On the other hand, imagine a world where these labels were applied by a massive team of humans instead of a deep learning algorithm. At Facebook's scale, would the photos end up with more or less racist labels on average over time? My guess is that the model does a better job, but this is just another example of why we should be wary about trusting ML systems with important work.

2 comments

Clearly, if a human did this it would a problem, so why should it be acceptable for an automated system to do the same thing?

One worries that the corporate overlords are preparing the legal system for completely impune manufacturers of self-driving cars. "Sorry your child is dead; the car did it so there's no one to sue or convict."

That raises the question, is it embarrassing or an expected mistake to be learned from. Many things are mislabel many things are labelled properly but we never say AI must feel pride at the good labeling job why would we give emotions to an emotionless system?
> it embarrassing or an expected mistake to be learned from.

I would say it's both. It's embarrassing for Facebook because it looks racist even though it really isn't. The system might be emotionless but the people who interact with it aren't, and we don't expect them to be.

> it looks racist even though it really isn't

It absolutely is racist. Racist outcomes are still racist regardless of whether there's a guy in Klansmen robes at the steering wheel or not.

How is it a racist outcome? This has nothing to do with the belief that one "race" is inherently better than another. It's a simple categorization error due to insufficient training data.
It's a racist outcome because racists have a long history of comparing black people to primates, and because this results in a service that's actively worse and less useful for black people than those of other ethnicities.

Also, a 'simple error' performed by company with absurd amounts of money and several extremely public examples from its peer companies as to what not to do is, at that point, more negligence than anything.

> Racist outcomes are still racist regardless of whether there's a guy in Klansmen robes at the steering wheel or not.

Yes, I understand what systemic racism and implicit bias are, your condescending snark is appreciated.
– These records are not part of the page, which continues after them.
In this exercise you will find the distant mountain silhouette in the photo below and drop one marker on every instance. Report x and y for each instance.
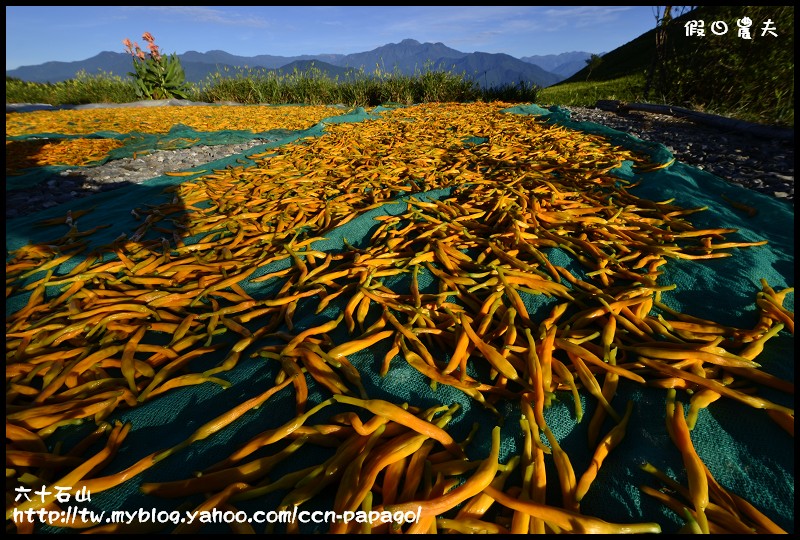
(407, 57)
(564, 64)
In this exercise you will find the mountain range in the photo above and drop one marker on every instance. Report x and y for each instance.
(407, 57)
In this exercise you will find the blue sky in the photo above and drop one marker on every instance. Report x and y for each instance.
(38, 34)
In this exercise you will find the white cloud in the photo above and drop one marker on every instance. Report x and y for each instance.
(212, 16)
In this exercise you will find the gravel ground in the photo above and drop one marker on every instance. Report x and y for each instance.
(765, 165)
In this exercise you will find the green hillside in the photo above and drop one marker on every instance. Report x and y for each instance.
(751, 79)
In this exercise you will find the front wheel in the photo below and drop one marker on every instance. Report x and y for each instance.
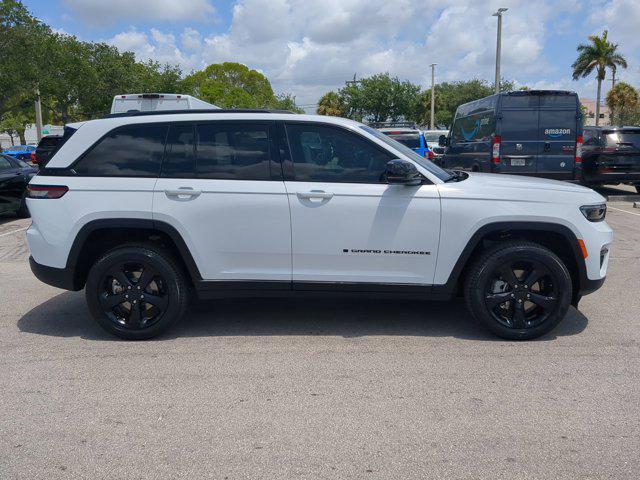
(519, 290)
(136, 292)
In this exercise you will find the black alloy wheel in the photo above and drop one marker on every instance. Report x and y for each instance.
(137, 292)
(518, 289)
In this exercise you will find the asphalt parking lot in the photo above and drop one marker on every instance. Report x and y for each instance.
(271, 389)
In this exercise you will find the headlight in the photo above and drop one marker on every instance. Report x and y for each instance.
(594, 213)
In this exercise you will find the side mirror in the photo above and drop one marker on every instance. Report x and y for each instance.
(402, 172)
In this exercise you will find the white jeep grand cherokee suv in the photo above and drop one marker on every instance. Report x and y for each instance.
(144, 210)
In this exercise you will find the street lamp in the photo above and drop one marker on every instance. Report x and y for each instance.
(498, 42)
(433, 95)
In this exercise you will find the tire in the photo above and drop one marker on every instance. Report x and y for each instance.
(23, 211)
(149, 276)
(526, 303)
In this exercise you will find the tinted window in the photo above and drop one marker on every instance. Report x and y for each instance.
(131, 151)
(519, 125)
(479, 127)
(623, 139)
(180, 157)
(233, 151)
(411, 141)
(328, 154)
(4, 164)
(520, 101)
(559, 100)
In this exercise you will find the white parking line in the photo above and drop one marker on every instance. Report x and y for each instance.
(13, 231)
(625, 211)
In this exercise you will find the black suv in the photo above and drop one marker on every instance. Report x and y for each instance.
(611, 155)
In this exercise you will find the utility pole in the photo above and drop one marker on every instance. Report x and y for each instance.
(498, 46)
(432, 125)
(38, 106)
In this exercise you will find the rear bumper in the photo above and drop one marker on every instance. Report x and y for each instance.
(57, 277)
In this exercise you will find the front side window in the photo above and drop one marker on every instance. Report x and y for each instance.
(130, 151)
(328, 154)
(233, 151)
(4, 164)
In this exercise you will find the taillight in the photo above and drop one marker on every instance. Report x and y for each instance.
(579, 150)
(46, 191)
(495, 154)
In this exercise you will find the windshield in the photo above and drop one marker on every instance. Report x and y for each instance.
(623, 139)
(423, 162)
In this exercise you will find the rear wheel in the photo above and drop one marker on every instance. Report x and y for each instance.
(136, 292)
(519, 290)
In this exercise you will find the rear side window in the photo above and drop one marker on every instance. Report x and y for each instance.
(233, 151)
(130, 151)
(180, 155)
(479, 127)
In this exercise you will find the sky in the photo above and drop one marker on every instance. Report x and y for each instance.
(308, 47)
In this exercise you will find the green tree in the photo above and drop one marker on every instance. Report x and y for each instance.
(285, 101)
(231, 85)
(624, 104)
(21, 43)
(597, 55)
(331, 104)
(379, 98)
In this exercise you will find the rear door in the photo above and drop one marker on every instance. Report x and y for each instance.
(519, 134)
(558, 128)
(221, 187)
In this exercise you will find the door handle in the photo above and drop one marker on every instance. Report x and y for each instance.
(183, 192)
(315, 194)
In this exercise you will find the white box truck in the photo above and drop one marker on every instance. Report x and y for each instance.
(151, 102)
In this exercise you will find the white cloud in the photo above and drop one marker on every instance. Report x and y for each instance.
(307, 48)
(103, 12)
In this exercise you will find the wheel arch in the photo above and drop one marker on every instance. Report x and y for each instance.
(98, 236)
(558, 238)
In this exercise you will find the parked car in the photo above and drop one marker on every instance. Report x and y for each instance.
(535, 132)
(407, 134)
(15, 174)
(143, 210)
(611, 155)
(149, 102)
(22, 152)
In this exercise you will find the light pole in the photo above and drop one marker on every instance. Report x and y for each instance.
(498, 42)
(433, 96)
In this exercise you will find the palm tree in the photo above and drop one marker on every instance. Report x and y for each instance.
(598, 55)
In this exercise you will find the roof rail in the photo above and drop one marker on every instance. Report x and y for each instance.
(137, 113)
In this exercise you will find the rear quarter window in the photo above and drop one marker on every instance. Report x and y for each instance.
(128, 151)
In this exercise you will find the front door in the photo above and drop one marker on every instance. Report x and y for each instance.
(348, 225)
(221, 187)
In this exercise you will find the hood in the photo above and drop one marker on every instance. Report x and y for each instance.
(520, 188)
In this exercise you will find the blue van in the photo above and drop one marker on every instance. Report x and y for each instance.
(534, 132)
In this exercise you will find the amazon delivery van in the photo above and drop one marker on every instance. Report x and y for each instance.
(534, 132)
(151, 102)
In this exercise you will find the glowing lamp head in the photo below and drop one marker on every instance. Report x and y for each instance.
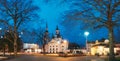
(86, 33)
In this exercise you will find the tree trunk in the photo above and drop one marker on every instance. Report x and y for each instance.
(15, 39)
(44, 49)
(111, 45)
(15, 46)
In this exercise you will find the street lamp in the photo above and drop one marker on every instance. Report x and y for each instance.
(86, 34)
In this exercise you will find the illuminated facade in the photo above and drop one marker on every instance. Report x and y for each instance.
(57, 44)
(31, 48)
(101, 48)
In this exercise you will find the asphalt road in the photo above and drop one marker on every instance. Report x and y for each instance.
(48, 58)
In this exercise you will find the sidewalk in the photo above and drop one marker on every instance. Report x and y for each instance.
(2, 58)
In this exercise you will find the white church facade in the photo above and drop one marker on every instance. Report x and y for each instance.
(57, 44)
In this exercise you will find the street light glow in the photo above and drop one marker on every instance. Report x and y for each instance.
(86, 33)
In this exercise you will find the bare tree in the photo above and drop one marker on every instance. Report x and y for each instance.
(98, 13)
(18, 11)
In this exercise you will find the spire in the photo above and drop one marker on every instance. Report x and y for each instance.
(46, 27)
(57, 28)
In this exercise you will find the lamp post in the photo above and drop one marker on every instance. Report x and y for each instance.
(86, 35)
(0, 32)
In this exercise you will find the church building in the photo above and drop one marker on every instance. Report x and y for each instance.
(57, 43)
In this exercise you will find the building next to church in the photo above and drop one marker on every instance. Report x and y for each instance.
(101, 47)
(56, 44)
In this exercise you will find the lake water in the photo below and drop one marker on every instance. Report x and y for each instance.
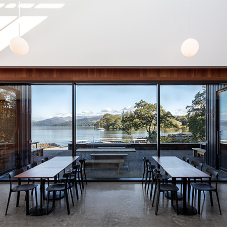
(61, 135)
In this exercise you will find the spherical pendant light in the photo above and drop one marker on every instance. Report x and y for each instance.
(189, 47)
(19, 46)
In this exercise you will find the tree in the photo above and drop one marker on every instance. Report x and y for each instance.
(196, 116)
(109, 121)
(145, 116)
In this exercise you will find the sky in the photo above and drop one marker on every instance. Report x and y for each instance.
(91, 100)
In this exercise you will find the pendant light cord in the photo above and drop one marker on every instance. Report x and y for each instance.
(19, 18)
(190, 19)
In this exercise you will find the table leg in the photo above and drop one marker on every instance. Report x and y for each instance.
(184, 208)
(179, 194)
(40, 209)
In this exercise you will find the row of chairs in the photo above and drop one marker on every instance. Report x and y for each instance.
(203, 186)
(151, 175)
(66, 182)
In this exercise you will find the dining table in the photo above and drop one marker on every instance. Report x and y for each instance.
(46, 170)
(177, 168)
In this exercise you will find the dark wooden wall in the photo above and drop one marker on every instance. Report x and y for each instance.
(112, 74)
(212, 124)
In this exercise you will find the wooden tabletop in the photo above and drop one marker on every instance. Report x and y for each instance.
(178, 168)
(106, 150)
(48, 169)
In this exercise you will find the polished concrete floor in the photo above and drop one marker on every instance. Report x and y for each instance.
(112, 204)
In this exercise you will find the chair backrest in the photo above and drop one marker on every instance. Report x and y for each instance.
(29, 166)
(197, 164)
(185, 159)
(213, 173)
(44, 159)
(67, 176)
(14, 173)
(150, 167)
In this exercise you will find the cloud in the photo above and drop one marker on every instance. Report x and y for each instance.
(180, 112)
(107, 109)
(128, 109)
(117, 111)
(87, 112)
(64, 115)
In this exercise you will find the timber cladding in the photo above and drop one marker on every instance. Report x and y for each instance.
(112, 74)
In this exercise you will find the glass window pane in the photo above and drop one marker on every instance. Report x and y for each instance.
(51, 121)
(15, 125)
(120, 116)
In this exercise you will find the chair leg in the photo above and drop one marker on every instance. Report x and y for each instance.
(8, 202)
(171, 193)
(218, 202)
(146, 175)
(27, 202)
(189, 188)
(82, 180)
(67, 201)
(71, 196)
(155, 189)
(192, 196)
(157, 202)
(199, 197)
(36, 200)
(152, 183)
(48, 194)
(149, 180)
(18, 199)
(176, 202)
(76, 188)
(211, 198)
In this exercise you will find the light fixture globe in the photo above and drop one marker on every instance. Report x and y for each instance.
(189, 47)
(19, 46)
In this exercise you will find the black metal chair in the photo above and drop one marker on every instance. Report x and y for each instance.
(206, 187)
(72, 180)
(21, 187)
(29, 166)
(44, 159)
(79, 170)
(145, 163)
(185, 159)
(164, 187)
(60, 187)
(200, 167)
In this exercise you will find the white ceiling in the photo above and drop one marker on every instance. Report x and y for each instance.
(116, 33)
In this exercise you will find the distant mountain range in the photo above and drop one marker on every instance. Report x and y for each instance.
(67, 121)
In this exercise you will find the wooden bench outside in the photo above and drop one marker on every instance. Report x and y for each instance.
(105, 163)
(199, 151)
(38, 151)
(104, 156)
(106, 149)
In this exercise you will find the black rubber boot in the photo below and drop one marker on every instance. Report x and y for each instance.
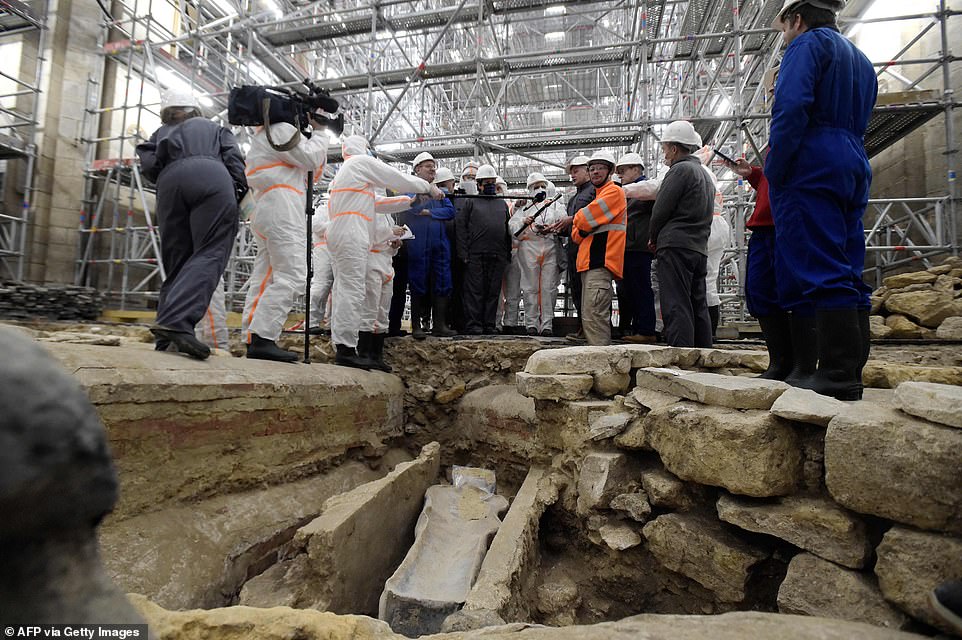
(377, 353)
(777, 330)
(263, 349)
(839, 354)
(185, 342)
(441, 328)
(347, 357)
(417, 315)
(804, 348)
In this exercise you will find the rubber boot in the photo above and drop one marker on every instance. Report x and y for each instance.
(377, 353)
(839, 355)
(865, 332)
(804, 348)
(441, 328)
(777, 330)
(263, 349)
(417, 308)
(346, 356)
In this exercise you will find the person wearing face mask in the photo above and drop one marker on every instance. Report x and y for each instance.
(484, 245)
(577, 168)
(352, 206)
(599, 229)
(819, 178)
(429, 257)
(537, 257)
(678, 234)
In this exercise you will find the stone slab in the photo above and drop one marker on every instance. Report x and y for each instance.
(817, 525)
(882, 462)
(911, 563)
(450, 541)
(701, 549)
(747, 452)
(940, 403)
(554, 387)
(817, 587)
(804, 405)
(713, 389)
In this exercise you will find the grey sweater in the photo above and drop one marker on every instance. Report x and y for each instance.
(683, 209)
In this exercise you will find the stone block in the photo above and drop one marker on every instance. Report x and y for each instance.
(703, 550)
(747, 452)
(911, 563)
(940, 403)
(817, 587)
(579, 360)
(817, 525)
(882, 462)
(602, 477)
(665, 490)
(451, 540)
(713, 389)
(358, 541)
(950, 329)
(804, 405)
(554, 387)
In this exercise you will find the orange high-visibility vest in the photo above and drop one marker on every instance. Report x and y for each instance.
(599, 230)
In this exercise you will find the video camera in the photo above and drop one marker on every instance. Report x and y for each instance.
(256, 106)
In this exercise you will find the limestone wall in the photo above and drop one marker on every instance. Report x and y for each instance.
(851, 510)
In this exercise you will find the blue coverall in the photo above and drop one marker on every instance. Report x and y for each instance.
(429, 253)
(818, 171)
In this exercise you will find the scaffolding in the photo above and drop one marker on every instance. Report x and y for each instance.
(22, 25)
(522, 84)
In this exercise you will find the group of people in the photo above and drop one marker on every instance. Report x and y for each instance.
(467, 252)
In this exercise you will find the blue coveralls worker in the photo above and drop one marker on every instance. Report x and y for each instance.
(819, 178)
(199, 171)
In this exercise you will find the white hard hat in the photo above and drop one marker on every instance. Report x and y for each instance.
(536, 177)
(443, 175)
(602, 156)
(486, 171)
(577, 161)
(630, 159)
(424, 156)
(682, 132)
(173, 98)
(832, 5)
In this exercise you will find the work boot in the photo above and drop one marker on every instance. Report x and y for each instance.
(441, 328)
(417, 309)
(777, 330)
(184, 341)
(263, 349)
(839, 354)
(346, 356)
(804, 348)
(376, 354)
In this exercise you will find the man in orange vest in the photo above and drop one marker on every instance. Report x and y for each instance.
(599, 230)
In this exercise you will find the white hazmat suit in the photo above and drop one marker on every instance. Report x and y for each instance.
(538, 260)
(278, 179)
(351, 229)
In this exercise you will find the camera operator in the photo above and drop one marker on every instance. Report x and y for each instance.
(278, 179)
(199, 172)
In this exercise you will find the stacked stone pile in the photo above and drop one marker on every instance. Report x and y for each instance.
(720, 478)
(51, 302)
(921, 304)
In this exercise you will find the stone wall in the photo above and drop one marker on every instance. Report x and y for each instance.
(854, 510)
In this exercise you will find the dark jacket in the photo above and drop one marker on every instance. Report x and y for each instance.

Anyway, it's not racist because the result is not the product of implicit bias or systemic racism, it's a software bug that would have been possible no matter who was working on this software. As I wrote in another comment: the whole point of ML is to adapt to what is effectively an unbounded set of inputs, pretty much by definition there will be cases where even a team of 100% black people will train a model that, given the correct input, will fail in ways that particularly affect black people.